Remaja Asal Bertais Ini Butuh Batuan untuk Operasi Patah Rahang

Mataram (Inside Lombok) – Noval Wisnu Saputra (13) seorang anak asal Bertais, Sandubaya, Mataram ini mengalami luka berat pasca kecelakaan yang terjadi padanya sehingga menyebabkan pembengkakan pada bagian muka yang cukup parah.

Ia mengalami patah tulang (fraktur) pada bagian rahang kiri dan kanan sehingga harus dioperasi dan dipasangkan pen. Noval saat ini sedang dirawat di Rumah Sakit Kota Mataram. Ia telah dirawat sejak hari Minggu (08/09/2019) dan saat ini masih belum bisa menjalani operasi.

“Kita belum tau kapan bisa dioperasi. Kita lagi tunggu dokter bedahnya, tadi tidak bisa datang katanya. Jadi belum diperiksa sama dokter bedahnya,” ujar Arliza Apriliantari yang merupakan bibi Noval, Selasa (10/09/2019).

Kecelakaan diawali ketika ibunya membonceng Noval menggunakan sepeda motor untuk pergi ke daerah Senggigi pada hari Minggu (08/09/2019) sebelum waktu subuh sekitar pukul 04.00 WITA. Ketika motor hendak turun dari tanjakan terakhir sebelum daerah Senggigi, pengendara sempat tidak melihat ada mobil terparkir di pinggir jalan.

Setelah menyadari ada mobil, ibu Noval terkaget hingga menabrak sedikit bagian pojok kanan belakang mobil dengan stang motor yang menyebabkan motor menjadi tidak seimbang dan akhirnya jatuh.

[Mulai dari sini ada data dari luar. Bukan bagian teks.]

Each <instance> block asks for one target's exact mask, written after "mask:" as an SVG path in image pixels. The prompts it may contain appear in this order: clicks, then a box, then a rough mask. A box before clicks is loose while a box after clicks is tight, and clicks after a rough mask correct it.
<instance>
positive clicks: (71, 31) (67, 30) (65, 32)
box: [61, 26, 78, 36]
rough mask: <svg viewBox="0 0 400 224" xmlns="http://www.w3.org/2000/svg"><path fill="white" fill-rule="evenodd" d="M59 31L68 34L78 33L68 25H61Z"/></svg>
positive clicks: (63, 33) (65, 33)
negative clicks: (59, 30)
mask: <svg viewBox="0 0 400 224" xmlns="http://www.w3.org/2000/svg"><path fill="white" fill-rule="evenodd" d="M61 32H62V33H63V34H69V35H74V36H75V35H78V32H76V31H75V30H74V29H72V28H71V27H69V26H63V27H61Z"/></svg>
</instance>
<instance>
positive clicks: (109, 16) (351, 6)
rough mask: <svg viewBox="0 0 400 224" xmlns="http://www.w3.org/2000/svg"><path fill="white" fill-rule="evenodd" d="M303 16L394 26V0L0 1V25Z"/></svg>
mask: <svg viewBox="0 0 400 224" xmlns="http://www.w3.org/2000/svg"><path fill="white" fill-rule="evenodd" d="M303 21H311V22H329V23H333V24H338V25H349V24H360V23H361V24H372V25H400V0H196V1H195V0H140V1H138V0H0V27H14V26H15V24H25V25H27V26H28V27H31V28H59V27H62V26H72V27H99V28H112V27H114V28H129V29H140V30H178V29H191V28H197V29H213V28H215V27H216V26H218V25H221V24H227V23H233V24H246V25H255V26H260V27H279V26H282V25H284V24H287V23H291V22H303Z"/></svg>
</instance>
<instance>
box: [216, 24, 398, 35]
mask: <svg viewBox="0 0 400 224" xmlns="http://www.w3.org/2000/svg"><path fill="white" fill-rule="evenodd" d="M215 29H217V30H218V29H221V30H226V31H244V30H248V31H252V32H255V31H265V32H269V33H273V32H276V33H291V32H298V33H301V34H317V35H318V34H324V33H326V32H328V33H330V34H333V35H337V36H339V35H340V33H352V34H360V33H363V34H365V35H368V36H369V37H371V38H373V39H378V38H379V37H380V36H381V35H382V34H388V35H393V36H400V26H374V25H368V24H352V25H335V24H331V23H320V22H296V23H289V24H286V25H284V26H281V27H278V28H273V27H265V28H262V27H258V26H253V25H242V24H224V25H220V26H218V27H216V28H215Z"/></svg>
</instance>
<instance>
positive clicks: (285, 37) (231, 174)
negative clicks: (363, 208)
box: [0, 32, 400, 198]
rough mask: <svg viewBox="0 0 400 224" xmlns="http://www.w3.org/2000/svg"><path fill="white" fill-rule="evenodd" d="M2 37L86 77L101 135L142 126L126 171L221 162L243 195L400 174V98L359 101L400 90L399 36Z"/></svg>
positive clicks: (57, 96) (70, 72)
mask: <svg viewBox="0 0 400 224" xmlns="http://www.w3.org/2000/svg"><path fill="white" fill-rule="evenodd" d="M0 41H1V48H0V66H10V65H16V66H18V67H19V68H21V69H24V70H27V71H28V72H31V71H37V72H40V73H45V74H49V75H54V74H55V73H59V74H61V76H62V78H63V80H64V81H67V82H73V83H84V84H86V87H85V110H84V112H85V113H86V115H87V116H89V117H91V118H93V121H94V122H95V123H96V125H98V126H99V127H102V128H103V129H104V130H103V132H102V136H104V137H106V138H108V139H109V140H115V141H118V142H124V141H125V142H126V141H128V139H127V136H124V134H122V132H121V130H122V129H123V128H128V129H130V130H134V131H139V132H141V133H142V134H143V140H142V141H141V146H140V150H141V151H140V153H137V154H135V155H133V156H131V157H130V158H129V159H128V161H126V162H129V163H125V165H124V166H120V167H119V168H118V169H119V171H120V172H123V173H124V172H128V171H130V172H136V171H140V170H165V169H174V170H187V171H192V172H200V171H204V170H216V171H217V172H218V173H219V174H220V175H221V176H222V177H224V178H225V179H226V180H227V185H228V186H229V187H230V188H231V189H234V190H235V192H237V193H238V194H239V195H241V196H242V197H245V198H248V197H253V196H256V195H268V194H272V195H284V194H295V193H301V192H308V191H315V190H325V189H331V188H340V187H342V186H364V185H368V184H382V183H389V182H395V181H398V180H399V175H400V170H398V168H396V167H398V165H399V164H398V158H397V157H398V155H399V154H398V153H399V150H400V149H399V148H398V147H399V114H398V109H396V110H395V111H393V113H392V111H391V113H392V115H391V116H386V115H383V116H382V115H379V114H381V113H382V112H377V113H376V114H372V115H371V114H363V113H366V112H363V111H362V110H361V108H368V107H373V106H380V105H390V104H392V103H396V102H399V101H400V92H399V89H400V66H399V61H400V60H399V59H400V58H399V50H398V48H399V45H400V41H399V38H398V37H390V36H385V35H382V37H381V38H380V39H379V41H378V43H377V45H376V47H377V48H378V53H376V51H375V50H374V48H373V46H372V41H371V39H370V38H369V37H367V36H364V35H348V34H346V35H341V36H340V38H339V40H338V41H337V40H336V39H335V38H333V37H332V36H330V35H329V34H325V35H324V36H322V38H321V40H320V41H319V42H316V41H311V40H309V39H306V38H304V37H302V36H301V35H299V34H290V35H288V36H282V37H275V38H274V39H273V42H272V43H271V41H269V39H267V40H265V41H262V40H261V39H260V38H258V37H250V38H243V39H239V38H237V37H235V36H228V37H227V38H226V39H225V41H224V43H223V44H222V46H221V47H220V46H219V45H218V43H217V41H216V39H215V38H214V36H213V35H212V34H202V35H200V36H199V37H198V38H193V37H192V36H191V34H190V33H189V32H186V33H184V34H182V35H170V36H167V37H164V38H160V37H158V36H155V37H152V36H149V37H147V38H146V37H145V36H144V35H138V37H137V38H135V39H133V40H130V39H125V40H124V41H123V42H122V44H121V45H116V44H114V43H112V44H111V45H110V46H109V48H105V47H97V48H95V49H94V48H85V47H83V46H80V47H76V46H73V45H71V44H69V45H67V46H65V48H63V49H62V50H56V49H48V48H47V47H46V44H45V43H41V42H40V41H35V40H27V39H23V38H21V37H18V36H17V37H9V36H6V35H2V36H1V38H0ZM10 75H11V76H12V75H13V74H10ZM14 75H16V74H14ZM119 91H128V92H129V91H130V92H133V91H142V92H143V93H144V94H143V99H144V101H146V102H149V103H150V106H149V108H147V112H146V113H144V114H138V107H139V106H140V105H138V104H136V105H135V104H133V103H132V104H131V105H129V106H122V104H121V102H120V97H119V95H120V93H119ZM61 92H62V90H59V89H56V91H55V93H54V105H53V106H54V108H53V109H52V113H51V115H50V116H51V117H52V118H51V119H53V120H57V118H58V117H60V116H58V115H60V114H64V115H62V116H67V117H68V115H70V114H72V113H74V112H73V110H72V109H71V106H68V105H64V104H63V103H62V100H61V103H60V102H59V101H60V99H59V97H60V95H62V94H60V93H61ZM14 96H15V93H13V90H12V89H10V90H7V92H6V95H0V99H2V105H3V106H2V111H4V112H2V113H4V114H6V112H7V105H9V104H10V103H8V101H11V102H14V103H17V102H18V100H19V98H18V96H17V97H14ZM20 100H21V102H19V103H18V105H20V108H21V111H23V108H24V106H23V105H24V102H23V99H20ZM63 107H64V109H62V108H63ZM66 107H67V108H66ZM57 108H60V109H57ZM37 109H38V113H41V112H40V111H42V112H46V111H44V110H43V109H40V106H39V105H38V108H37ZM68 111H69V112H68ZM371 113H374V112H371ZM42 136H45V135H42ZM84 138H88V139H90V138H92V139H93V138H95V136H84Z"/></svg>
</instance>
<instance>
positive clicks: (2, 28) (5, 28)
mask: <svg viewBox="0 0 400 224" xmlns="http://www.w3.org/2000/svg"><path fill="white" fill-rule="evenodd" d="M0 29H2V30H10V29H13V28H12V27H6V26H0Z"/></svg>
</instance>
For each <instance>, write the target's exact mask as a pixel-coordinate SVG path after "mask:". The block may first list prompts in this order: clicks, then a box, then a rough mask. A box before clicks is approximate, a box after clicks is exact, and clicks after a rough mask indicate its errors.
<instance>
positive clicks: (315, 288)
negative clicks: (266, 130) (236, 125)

“Ibunya pingsan, sadarnya pas sudah di Puskesmas Meninting, yang menolong langsung pergi jadi belum kita sempat tanya,”jelasnya.

Sedangkan Noval setelah kecelakaan sempat dipulangkan dengan menggunakan taksi. Sesampainya di rumah sekitar pukul 07.00 WITA, luka di bagian muka baru terlihat. Pada saat itu juga keluarga langaung membawa Noval ke rumah sakit untuk diperiksa.

Arliza mengatakan karena ini adalah kecelakaan jadi biaya pengobatan tidak ditanggung BPJS sehingga keluarga memilih cara umum. Di samping itu, pihak rumah sakit memyarankan untuk memberi laporan polisi ke Polres setempat agar bisa klaim ke Jasa Raharja.

Namun pilihan tersebut memiliki kendala di saksi mata kejadian sehingga tidak bisa untuk diajukan. Keluarga tidak mengetahui pasti siapa saksi yang menolong kedua korban saat itu.

“Kalau buat LP harus ada saksi, sedangkan kejadiannya itu pagi sebelum subuh dan sepi orang. Saksi itulah yang sulit kita cari karena yang menolong pas kejadian orang lewat yang tidak dikenal sama kakak saya,” tambah Arliza.

Ia juga menambahkan bahwa ibu Noval juga korban namun tidak sampai dirawat inap dengan alasan menunggu Noval selesai ditangani terlebih dahulu meskipun ia juga mengalami sedikit fraktur di bagian hidung.

“Noval ini anak yatim, ibunya berjualan nasi,” imbuhnya.

Karena biaya yang dimiliki minim maka dari itu pihak keluarga membuka bantuan donasi untuk operasi Noval dengan menghubungi kontak Arliza Apriliantari (085934344045).